Published online by Cambridge University Press: 13 August 2009
In the early 1990s, the need for a ‘third-generation’ cellular standard was recognised by many agencies worldwide. The European Union had funded a series of research programmes since the late 1980s, such as RACE [1], aimed at putting in place the enabling technology for 3G, and similar work was underway in Japan, the USA and other countries. The runaway success of GSM, however, had fortuitously put ETSI in the driving seat, as most countries wanted a GSM-compatible evolution for 3G. Recognising this need, and to reduce the risk of fragmented cellular standards that characterised the world before GSM, ETSI proposed that a partnership programme should be established between the leading national bodies to develop the new standard. The result was the formation of 3GPP (the 3G Partnership Programme) between national standards bodies representing China, Europe, Japan, Korea and the USA. It was agreed that ETSI would continue to provide the infrastructure and technical support for 3GPP, ensuring that the detailed technical knowledge of GSM, resident in the staff of the ETSI secretariat, was not lost.

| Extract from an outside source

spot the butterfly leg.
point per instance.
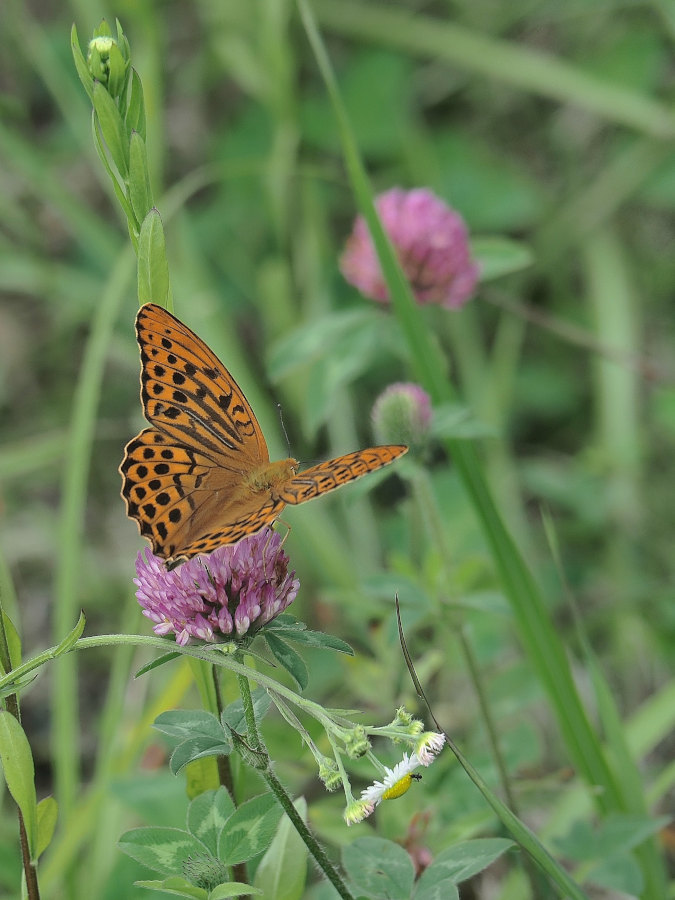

Although not explicitly written down in the form of detailed 3G requirements at the time, the consensus amongst the operator, vendor and administration delegates that drove standards evolution might best be summarised as:
Provide better support for the expected demand for rich multimedia services,
Provide lower-cost voice services (through higher voice capacity),
Reuse GSM infrastructure wherever possible to facilitate smooth evolution.
This was clearly a very sensible set of ambitions, but limited experience of multimedia in the fixed network, and of the specific needs of packet-based services in particular, meant that some aspects of the resulting UMTS standard were not ideal.